Sailfish (Istiophorus spp.) dorsal fins are pretty extraordinary too. When hunger strikes sailfish erect their massive dorsal fin (which basically runs the length of their 3 m bodies) and launch at schools of small fish. Imagine how confused you would be if dozens of shower curtains charged at you from all angles. The frazzled prey fish crowd into a swirling mass called a baitball. Sailfish take turns striking at the baitball to satisfy their appetites.

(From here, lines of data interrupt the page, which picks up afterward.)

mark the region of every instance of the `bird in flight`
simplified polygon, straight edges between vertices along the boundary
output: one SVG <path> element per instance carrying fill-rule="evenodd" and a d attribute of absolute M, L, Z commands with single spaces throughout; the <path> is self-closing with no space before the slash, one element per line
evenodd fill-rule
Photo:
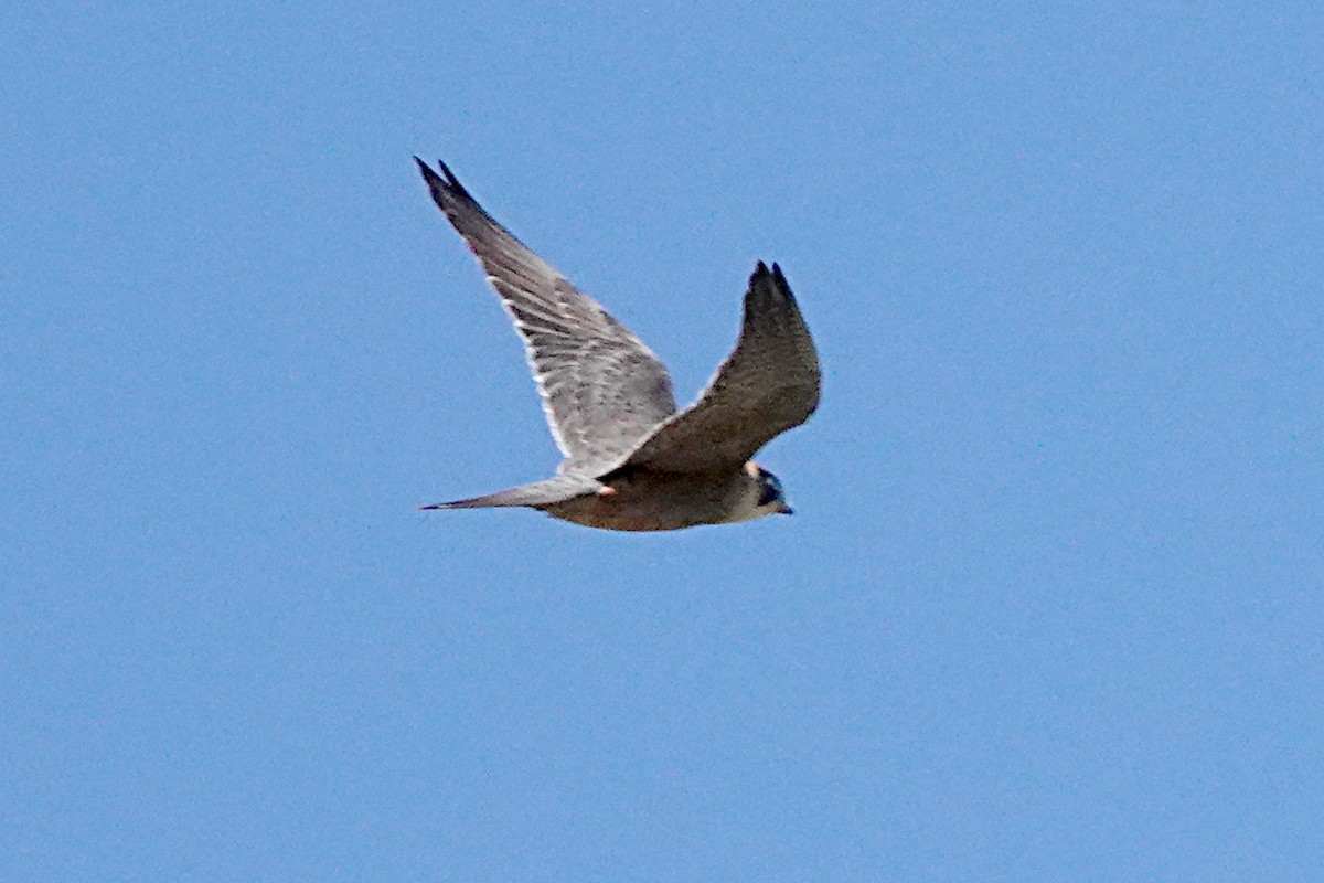
<path fill-rule="evenodd" d="M 565 459 L 531 485 L 425 510 L 528 507 L 614 531 L 674 531 L 792 512 L 755 453 L 818 406 L 818 353 L 786 278 L 749 277 L 740 339 L 698 401 L 677 410 L 653 351 L 498 224 L 446 164 L 428 189 L 478 257 L 524 340 Z"/>

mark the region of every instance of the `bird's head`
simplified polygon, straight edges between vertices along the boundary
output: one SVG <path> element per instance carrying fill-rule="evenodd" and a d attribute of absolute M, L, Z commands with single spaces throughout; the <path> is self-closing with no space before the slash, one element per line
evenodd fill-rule
<path fill-rule="evenodd" d="M 755 506 L 753 518 L 794 514 L 790 503 L 786 502 L 786 494 L 781 490 L 781 482 L 777 481 L 776 475 L 757 463 L 749 463 L 748 470 L 755 478 L 759 490 L 759 500 Z"/>

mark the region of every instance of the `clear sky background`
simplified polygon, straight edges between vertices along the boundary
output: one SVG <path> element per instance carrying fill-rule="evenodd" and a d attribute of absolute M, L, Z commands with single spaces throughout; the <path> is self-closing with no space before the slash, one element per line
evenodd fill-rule
<path fill-rule="evenodd" d="M 118 8 L 113 8 L 118 7 Z M 0 880 L 1324 879 L 1319 4 L 12 4 Z M 412 154 L 794 518 L 556 463 Z"/>

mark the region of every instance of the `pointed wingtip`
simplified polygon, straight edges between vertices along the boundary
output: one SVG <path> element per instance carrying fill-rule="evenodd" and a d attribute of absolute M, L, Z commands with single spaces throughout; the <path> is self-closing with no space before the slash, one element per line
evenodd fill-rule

How about that billowing cape on Arctic grayling (Thymallus arcticus)? Their characteristically bespeckled and multicoloured dorsal fin is rather exquisite. Both males and females raise their dorsal fin tall to threaten other grayling that may be creeping too close to home (i.e. 1 mof gravel in an Arctic stream). Males are also observed draping their dorsal fins over the backs of females during spawning; possibly keeping a female close from other suitors or perhaps an affectionate side-hug.


his necessary trick
for romance or rivalry?
the artists’ signature

Whenever I go to the grocery store I am amazed at the numerous assortment of eggs; free-range, AA, pasteurized, organic, brown, white, omega-3 enriched and vitamin-enhanced. I feel a similar (actually, a remarkably amplified) wonderment when I am reminded that there are 2000-3000 kinds of cichlid fishes!

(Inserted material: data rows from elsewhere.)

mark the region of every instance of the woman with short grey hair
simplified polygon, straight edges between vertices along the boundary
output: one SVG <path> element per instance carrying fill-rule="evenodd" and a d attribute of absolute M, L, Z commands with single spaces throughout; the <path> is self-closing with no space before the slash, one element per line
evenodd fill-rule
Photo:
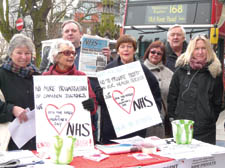
<path fill-rule="evenodd" d="M 32 77 L 39 74 L 31 63 L 34 53 L 35 47 L 29 37 L 15 34 L 10 40 L 8 60 L 0 68 L 0 89 L 5 97 L 5 102 L 0 100 L 0 123 L 11 122 L 15 118 L 20 123 L 26 122 L 27 108 L 34 109 Z M 21 148 L 10 139 L 8 150 L 17 149 L 35 150 L 35 137 Z"/>
<path fill-rule="evenodd" d="M 49 70 L 44 72 L 43 75 L 86 75 L 84 72 L 78 71 L 74 65 L 76 51 L 74 45 L 70 41 L 63 39 L 56 40 L 51 48 L 50 59 L 52 60 L 50 62 L 53 62 L 53 65 L 51 65 Z M 95 93 L 91 88 L 89 79 L 87 85 L 89 98 L 83 101 L 82 105 L 83 108 L 90 111 L 93 116 L 96 114 L 98 103 L 96 101 Z M 92 128 L 94 131 L 94 125 Z"/>

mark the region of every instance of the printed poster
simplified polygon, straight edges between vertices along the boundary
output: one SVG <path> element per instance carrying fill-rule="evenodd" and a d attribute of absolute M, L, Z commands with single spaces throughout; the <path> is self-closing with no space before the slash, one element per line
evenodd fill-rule
<path fill-rule="evenodd" d="M 107 65 L 107 57 L 103 55 L 102 49 L 108 46 L 108 39 L 83 35 L 78 69 L 90 77 L 96 77 L 96 72 L 103 70 Z"/>
<path fill-rule="evenodd" d="M 162 122 L 139 61 L 97 73 L 117 137 Z"/>
<path fill-rule="evenodd" d="M 87 76 L 34 76 L 37 151 L 48 153 L 54 136 L 76 138 L 74 154 L 94 148 Z"/>

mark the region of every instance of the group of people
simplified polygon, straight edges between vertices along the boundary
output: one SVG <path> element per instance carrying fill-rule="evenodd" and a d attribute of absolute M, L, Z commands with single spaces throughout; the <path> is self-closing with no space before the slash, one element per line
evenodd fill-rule
<path fill-rule="evenodd" d="M 78 70 L 82 27 L 70 20 L 62 25 L 62 39 L 43 57 L 40 69 L 32 64 L 35 46 L 25 35 L 16 34 L 10 41 L 8 60 L 0 68 L 0 89 L 5 102 L 0 101 L 0 123 L 18 118 L 28 120 L 26 108 L 34 109 L 33 75 L 85 75 Z M 215 144 L 216 121 L 222 109 L 223 82 L 221 63 L 205 36 L 196 36 L 187 45 L 185 30 L 180 25 L 170 27 L 167 43 L 152 42 L 144 54 L 141 67 L 156 102 L 163 123 L 133 132 L 132 136 L 170 137 L 170 121 L 189 119 L 194 123 L 195 139 Z M 109 48 L 103 49 L 108 65 L 105 69 L 136 61 L 136 39 L 122 35 L 116 43 L 118 57 L 112 60 Z M 41 70 L 41 72 L 40 72 Z M 104 90 L 96 78 L 88 80 L 89 99 L 82 102 L 92 116 L 93 133 L 97 142 L 96 115 L 101 107 L 99 143 L 117 139 L 104 100 Z M 18 149 L 10 139 L 8 150 Z M 21 149 L 36 149 L 35 137 Z"/>

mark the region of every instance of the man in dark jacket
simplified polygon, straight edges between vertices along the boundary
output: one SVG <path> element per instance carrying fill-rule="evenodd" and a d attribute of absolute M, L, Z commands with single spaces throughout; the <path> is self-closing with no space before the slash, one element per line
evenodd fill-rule
<path fill-rule="evenodd" d="M 177 58 L 186 51 L 187 43 L 185 41 L 186 32 L 180 25 L 173 25 L 167 33 L 166 43 L 166 66 L 175 71 Z"/>

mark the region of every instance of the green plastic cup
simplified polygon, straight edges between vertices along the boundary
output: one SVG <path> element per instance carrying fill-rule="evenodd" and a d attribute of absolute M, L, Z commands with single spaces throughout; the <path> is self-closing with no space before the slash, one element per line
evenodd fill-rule
<path fill-rule="evenodd" d="M 72 136 L 55 136 L 53 140 L 51 160 L 56 164 L 70 164 L 76 138 Z"/>
<path fill-rule="evenodd" d="M 193 137 L 192 120 L 174 120 L 172 123 L 173 138 L 177 144 L 191 144 Z"/>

What do you get when you combine eggs and cichlid fishes? Egg-spots!

One of among hundreds of curiosities of this fascinatingly diverse group of fishes is egg-spots or egg-dummies. Unique to haplochromines, egg-spots resemble fish eggs in size, shape (circular) and colour (yellow-orange-reddish), and are located on the male cichlid’s anal fin, a relatively unexplained fin in comparison to others (e.g. caudal, pectoral).

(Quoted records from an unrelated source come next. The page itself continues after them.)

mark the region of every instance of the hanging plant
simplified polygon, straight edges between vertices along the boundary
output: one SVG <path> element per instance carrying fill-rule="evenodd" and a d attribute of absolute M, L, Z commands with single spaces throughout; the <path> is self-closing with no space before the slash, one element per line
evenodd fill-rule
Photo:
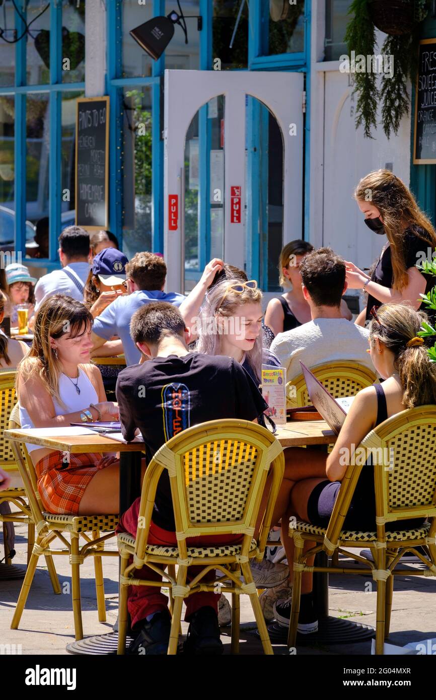
<path fill-rule="evenodd" d="M 351 4 L 349 14 L 352 17 L 345 35 L 350 56 L 376 55 L 376 27 L 388 35 L 379 55 L 383 61 L 381 80 L 379 74 L 367 66 L 354 73 L 356 125 L 363 126 L 368 139 L 377 128 L 379 103 L 388 138 L 392 132 L 398 133 L 402 117 L 409 112 L 407 80 L 413 80 L 418 70 L 419 22 L 427 16 L 428 7 L 429 0 L 353 0 Z"/>

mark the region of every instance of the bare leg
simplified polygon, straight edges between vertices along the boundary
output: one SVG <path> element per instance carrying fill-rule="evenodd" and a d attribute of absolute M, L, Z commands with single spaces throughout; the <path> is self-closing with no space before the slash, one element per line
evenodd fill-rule
<path fill-rule="evenodd" d="M 142 460 L 141 483 L 146 468 Z M 96 472 L 90 482 L 79 505 L 80 515 L 117 514 L 120 510 L 120 463 Z"/>
<path fill-rule="evenodd" d="M 285 450 L 285 472 L 272 514 L 272 525 L 276 525 L 281 517 L 284 518 L 289 507 L 290 493 L 297 482 L 315 477 L 327 479 L 326 460 L 327 454 L 318 449 L 290 447 Z M 269 476 L 262 498 L 260 513 L 263 513 L 266 507 L 271 488 L 271 479 L 272 477 Z M 255 537 L 258 536 L 261 522 L 260 518 L 256 523 Z"/>

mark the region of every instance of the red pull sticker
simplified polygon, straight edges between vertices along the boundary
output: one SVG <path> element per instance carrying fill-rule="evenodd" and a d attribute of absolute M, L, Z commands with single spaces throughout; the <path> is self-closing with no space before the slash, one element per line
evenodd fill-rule
<path fill-rule="evenodd" d="M 168 195 L 168 229 L 176 231 L 178 227 L 178 195 Z"/>

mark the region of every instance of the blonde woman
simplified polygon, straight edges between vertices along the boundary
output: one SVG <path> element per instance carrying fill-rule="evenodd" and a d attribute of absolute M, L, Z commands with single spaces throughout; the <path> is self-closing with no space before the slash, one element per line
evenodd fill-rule
<path fill-rule="evenodd" d="M 374 306 L 392 302 L 425 309 L 420 295 L 430 291 L 434 282 L 416 265 L 429 253 L 431 258 L 436 249 L 436 232 L 430 219 L 420 210 L 410 190 L 390 170 L 366 175 L 354 197 L 367 226 L 387 238 L 370 276 L 352 262 L 346 263 L 349 288 L 363 289 L 368 294 L 365 312 L 356 323 L 364 326 Z M 435 313 L 429 316 L 431 322 Z"/>
<path fill-rule="evenodd" d="M 304 479 L 295 484 L 290 492 L 289 514 L 327 527 L 333 506 L 347 469 L 342 455 L 352 454 L 354 446 L 388 418 L 400 411 L 415 406 L 436 403 L 436 364 L 430 362 L 421 338 L 418 337 L 425 314 L 410 306 L 387 304 L 374 310 L 370 326 L 370 352 L 380 384 L 374 384 L 359 391 L 347 414 L 335 447 L 325 460 L 325 455 L 316 450 L 295 447 L 287 450 L 292 464 L 314 468 L 323 462 L 325 468 L 323 478 Z M 374 531 L 375 496 L 374 466 L 365 465 L 360 473 L 351 503 L 345 519 L 345 530 Z M 407 529 L 419 527 L 422 519 L 404 521 Z M 401 520 L 386 523 L 386 528 L 399 530 Z M 288 561 L 293 561 L 293 543 L 282 530 Z M 307 542 L 305 550 L 314 546 Z M 308 566 L 313 559 L 309 558 Z M 291 576 L 292 580 L 292 576 Z M 299 617 L 299 631 L 314 632 L 318 622 L 313 607 L 311 573 L 303 574 L 302 601 Z M 274 613 L 279 624 L 289 626 L 291 599 L 279 600 Z"/>
<path fill-rule="evenodd" d="M 116 420 L 99 370 L 90 364 L 92 316 L 63 294 L 38 310 L 29 354 L 17 374 L 21 426 L 57 428 L 71 423 Z M 118 512 L 119 462 L 113 455 L 63 455 L 28 444 L 44 507 L 53 513 Z"/>

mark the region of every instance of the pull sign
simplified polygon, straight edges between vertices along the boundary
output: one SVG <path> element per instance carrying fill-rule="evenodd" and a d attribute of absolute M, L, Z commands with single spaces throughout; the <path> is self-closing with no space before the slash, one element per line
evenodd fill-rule
<path fill-rule="evenodd" d="M 241 223 L 241 188 L 230 188 L 230 223 Z"/>
<path fill-rule="evenodd" d="M 176 231 L 178 224 L 178 195 L 168 195 L 168 229 Z"/>

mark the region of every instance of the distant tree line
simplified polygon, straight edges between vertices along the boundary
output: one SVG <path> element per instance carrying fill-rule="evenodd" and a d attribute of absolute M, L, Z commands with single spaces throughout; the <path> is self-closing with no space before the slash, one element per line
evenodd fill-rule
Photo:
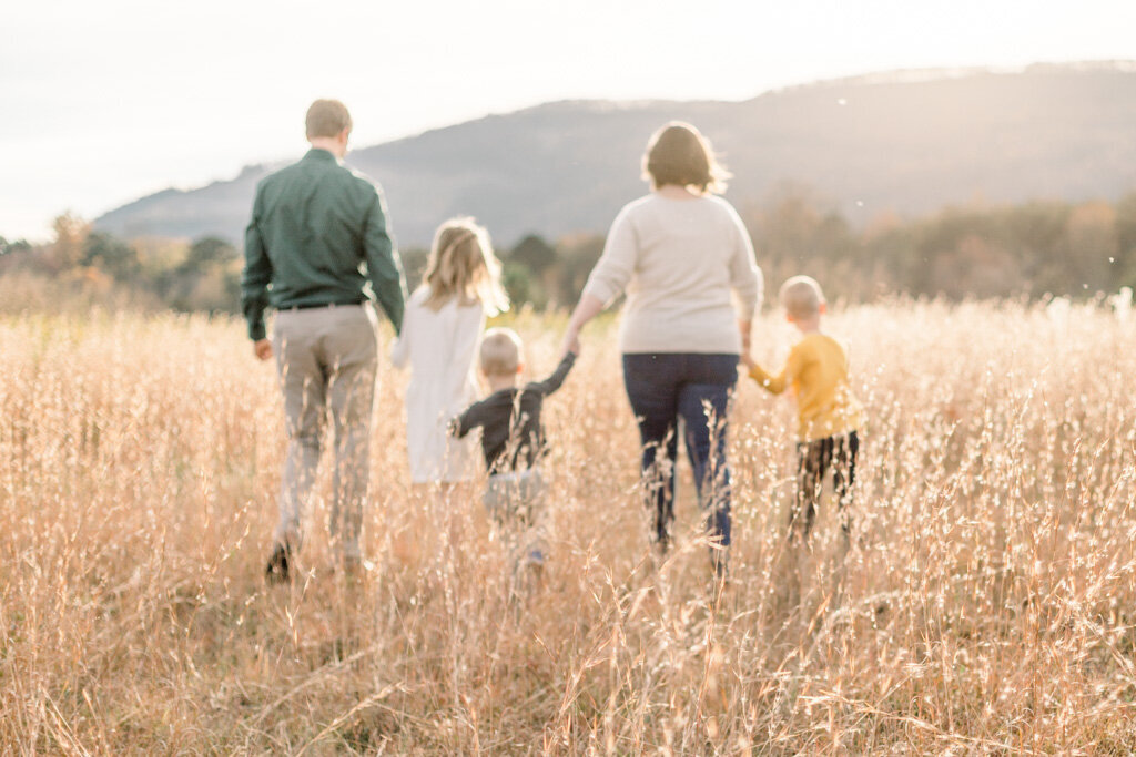
<path fill-rule="evenodd" d="M 904 219 L 882 215 L 864 227 L 808 188 L 782 187 L 738 209 L 770 291 L 808 274 L 833 298 L 869 301 L 904 292 L 921 296 L 1091 297 L 1136 286 L 1136 193 L 1118 202 L 1029 202 L 947 208 Z M 145 308 L 235 313 L 241 254 L 228 242 L 124 241 L 70 215 L 55 221 L 55 241 L 34 245 L 0 237 L 0 279 L 19 274 L 69 294 L 124 298 Z M 603 250 L 595 234 L 554 242 L 533 234 L 498 251 L 512 301 L 534 309 L 570 306 Z M 428 251 L 406 249 L 411 288 Z M 0 303 L 2 306 L 2 303 Z"/>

It’s important to know that haplochromines are mouth-brooders; a female lays her eggs and picks them up in her mouth, then the eggs are fertilized and she rears the progeny in her mouth. How are the eggs fertilized you ask? The thought is that females nip at a male’s egg-spots thinking they haven’t picked up all their eggs and while doing so the male releases his sperm (via an opening anterior to the anal fin) which fertilizes the eggs in her mouth.

Aren’t fish great?

Interestingly, the size, shape, colour and number of egg-spots varies among males, species, and whether the water is clear or muddy. Some females prefer males with lots of larger spots, but brightly coloured polka dots may make males stick out like a sore thumb, err, fin to predators. Most recently discovered is that males with fewer egg-spots get beat up more often by other males.

Clearly the story of these curious spots is not yet FINished.

P.S. In other fishes the anal fin is involved with balance while swimming and the spines in the anal fin can be used to age a fish.